Beschwörungen und Versagen in der Pandemie

Die weiteren Aussichten ...
Das gegenwärtige Mantra heißt: Es ist wirklich schlimm, aber habt Geduld ... und vor allem: Nutzt nicht das rosarote Fernglas, sondern … ja, was denn eigentlich? Die grauen Novembertage? Das Abdriften die Depression? Oder gar Selbst-Geißelungen?
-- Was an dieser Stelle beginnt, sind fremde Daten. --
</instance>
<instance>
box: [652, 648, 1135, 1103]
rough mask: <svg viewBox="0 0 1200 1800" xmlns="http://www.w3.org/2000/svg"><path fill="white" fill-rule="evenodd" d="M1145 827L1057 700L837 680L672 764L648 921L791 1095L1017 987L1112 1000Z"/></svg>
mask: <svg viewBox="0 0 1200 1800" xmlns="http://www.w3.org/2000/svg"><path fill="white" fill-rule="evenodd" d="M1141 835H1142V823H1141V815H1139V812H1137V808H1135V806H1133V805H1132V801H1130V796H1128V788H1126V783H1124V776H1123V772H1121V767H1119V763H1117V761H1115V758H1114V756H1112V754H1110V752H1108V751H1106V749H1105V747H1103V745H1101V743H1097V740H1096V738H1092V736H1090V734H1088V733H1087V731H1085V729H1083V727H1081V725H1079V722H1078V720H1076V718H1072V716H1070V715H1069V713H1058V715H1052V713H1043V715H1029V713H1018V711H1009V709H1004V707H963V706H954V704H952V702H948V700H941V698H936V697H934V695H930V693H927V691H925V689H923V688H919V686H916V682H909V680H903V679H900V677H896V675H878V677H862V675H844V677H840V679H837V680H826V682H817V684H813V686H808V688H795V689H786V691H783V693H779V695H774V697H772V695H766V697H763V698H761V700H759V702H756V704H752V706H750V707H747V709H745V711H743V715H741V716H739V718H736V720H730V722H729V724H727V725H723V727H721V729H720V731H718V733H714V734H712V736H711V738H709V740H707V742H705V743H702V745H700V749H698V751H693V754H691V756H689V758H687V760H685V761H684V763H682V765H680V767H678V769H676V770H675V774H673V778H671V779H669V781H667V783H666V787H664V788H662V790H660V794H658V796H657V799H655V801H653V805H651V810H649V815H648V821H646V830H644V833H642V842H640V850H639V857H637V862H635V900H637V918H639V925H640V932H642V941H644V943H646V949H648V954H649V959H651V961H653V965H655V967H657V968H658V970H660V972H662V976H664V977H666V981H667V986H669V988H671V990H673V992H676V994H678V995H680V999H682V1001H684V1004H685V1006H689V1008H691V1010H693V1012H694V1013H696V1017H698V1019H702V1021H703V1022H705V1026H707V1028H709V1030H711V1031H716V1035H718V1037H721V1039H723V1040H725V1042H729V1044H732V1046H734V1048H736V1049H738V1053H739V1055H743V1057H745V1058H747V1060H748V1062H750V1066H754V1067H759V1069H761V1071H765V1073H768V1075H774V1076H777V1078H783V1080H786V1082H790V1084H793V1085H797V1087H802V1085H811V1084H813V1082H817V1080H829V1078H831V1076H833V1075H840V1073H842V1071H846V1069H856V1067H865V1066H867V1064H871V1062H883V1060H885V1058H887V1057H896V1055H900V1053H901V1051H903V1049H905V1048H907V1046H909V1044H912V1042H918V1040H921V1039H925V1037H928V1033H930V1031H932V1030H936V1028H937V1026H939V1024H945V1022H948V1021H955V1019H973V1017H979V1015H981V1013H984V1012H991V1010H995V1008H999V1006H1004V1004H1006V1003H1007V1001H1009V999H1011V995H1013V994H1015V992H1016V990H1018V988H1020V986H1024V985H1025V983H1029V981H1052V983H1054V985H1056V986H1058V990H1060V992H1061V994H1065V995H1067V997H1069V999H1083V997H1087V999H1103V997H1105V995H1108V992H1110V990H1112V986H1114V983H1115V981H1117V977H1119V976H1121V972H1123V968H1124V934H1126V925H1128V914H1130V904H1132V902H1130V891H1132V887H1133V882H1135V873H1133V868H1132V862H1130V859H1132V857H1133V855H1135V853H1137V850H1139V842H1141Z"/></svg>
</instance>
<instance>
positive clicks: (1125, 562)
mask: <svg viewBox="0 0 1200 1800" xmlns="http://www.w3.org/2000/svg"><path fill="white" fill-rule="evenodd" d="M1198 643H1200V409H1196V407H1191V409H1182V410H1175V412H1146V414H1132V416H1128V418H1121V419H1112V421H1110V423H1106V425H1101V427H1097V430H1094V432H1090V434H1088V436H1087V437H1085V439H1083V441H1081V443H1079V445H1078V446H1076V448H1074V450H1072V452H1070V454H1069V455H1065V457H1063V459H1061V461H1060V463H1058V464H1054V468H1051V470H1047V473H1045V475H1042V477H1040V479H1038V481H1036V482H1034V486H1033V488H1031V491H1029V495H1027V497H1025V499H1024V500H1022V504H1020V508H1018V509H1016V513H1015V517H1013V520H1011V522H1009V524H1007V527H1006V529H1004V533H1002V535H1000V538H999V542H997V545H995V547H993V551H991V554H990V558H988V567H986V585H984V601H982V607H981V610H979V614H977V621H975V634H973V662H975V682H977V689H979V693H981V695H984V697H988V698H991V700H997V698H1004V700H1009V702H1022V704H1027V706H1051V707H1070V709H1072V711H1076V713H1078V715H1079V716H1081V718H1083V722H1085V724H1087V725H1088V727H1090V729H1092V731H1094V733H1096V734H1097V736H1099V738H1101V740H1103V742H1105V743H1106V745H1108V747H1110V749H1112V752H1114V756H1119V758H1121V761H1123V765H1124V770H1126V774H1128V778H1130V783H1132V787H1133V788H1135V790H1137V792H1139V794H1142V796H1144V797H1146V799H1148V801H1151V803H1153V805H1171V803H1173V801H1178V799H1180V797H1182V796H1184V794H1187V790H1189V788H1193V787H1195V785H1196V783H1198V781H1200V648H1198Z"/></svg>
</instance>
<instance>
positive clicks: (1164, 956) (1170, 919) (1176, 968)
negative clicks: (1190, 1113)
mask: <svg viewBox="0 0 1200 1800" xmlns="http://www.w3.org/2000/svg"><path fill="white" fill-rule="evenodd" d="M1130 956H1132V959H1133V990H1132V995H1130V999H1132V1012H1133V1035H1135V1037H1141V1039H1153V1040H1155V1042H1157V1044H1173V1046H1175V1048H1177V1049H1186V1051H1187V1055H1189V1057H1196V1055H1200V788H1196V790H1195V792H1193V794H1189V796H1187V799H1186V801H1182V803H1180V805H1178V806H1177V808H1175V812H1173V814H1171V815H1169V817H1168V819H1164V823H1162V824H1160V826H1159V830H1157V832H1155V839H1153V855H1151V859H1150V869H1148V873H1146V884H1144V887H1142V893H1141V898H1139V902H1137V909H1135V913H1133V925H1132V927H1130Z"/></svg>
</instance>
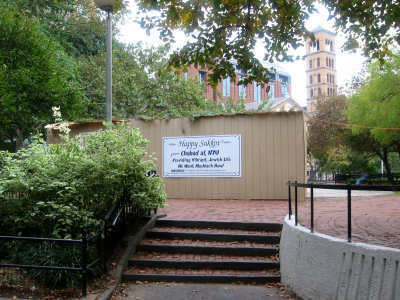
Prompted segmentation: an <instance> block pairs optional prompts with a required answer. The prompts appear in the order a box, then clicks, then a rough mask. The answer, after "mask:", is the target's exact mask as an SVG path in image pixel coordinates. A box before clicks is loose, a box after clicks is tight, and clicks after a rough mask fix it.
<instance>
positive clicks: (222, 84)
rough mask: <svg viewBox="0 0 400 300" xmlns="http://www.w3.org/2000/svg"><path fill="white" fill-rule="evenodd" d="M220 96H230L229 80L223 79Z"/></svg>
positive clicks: (226, 79)
mask: <svg viewBox="0 0 400 300" xmlns="http://www.w3.org/2000/svg"><path fill="white" fill-rule="evenodd" d="M222 96H224V97H230V96H231V78H230V77H228V78H224V79H223V80H222Z"/></svg>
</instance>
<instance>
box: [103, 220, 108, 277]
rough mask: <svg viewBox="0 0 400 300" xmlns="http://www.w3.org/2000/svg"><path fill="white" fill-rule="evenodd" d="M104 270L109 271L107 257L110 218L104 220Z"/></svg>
mask: <svg viewBox="0 0 400 300" xmlns="http://www.w3.org/2000/svg"><path fill="white" fill-rule="evenodd" d="M103 248H104V253H103V258H104V261H103V271H104V273H107V257H108V220H104V243H103Z"/></svg>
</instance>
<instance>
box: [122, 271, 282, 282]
mask: <svg viewBox="0 0 400 300" xmlns="http://www.w3.org/2000/svg"><path fill="white" fill-rule="evenodd" d="M157 272H158V271H155V272H151V273H128V272H127V273H124V274H123V276H122V280H124V281H148V282H199V283H258V284H265V283H271V282H280V275H279V274H214V275H211V274H168V273H161V272H158V273H157Z"/></svg>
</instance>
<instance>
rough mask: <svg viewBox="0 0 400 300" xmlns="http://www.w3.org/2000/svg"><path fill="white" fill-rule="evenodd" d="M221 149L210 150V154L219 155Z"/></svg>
mask: <svg viewBox="0 0 400 300" xmlns="http://www.w3.org/2000/svg"><path fill="white" fill-rule="evenodd" d="M218 154H219V150H208V155H218Z"/></svg>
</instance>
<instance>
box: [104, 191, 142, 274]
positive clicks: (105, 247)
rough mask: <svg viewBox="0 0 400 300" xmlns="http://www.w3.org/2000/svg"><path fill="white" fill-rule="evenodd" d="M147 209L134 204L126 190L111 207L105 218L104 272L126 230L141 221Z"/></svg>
mask: <svg viewBox="0 0 400 300" xmlns="http://www.w3.org/2000/svg"><path fill="white" fill-rule="evenodd" d="M145 212H146V210H144V209H139V208H138V207H136V206H134V203H133V201H132V199H131V196H130V194H129V193H128V192H127V191H126V190H124V192H123V194H122V196H121V197H120V198H119V199H118V201H117V202H116V203H114V205H113V206H112V207H111V209H110V210H109V212H108V213H107V215H106V216H105V218H104V251H103V268H104V272H107V269H108V267H109V265H110V262H111V258H112V257H113V255H114V253H115V251H116V250H117V248H118V245H119V243H120V242H121V240H122V238H123V236H124V235H125V233H126V231H127V230H128V229H129V228H130V227H131V225H132V224H134V223H137V222H139V219H140V218H141V217H142V216H143V215H144V213H145Z"/></svg>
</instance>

Richtig ist: Wir sollen damit aufhören, die Schuld zu suchen. Sie wechselt in der Bevölkerung wie in den Medien zwischen der forschen Kanzlerin, den mahnenden Ministerpräsidenten, der drängenden Wirtschaft und dem Volk, das die Nase voll hat von den ständigen Durchhalteparolen, die umso unglaubwürdiger werden, je öfter die Protagonisten vor die Fernsehkameras treten. Kommentatoren und Politiker ziehen hier durchaus am gleichen Strang: Ich sah und hörte gerade den Meinungsbeitrag von Bettina Schön, die für die ARD kommentierte.

Die Frage, die sich Frau Schön und alle anderen stellen sollten, die jetzt immer noch Appelle ans Volk richten, wäre nur eine einzige: Was ist so falsch daran, sich jetzt selbst eine Welt voller Hoffnung und Zuversicht, aber ohne Zeitlimit aufzubauen?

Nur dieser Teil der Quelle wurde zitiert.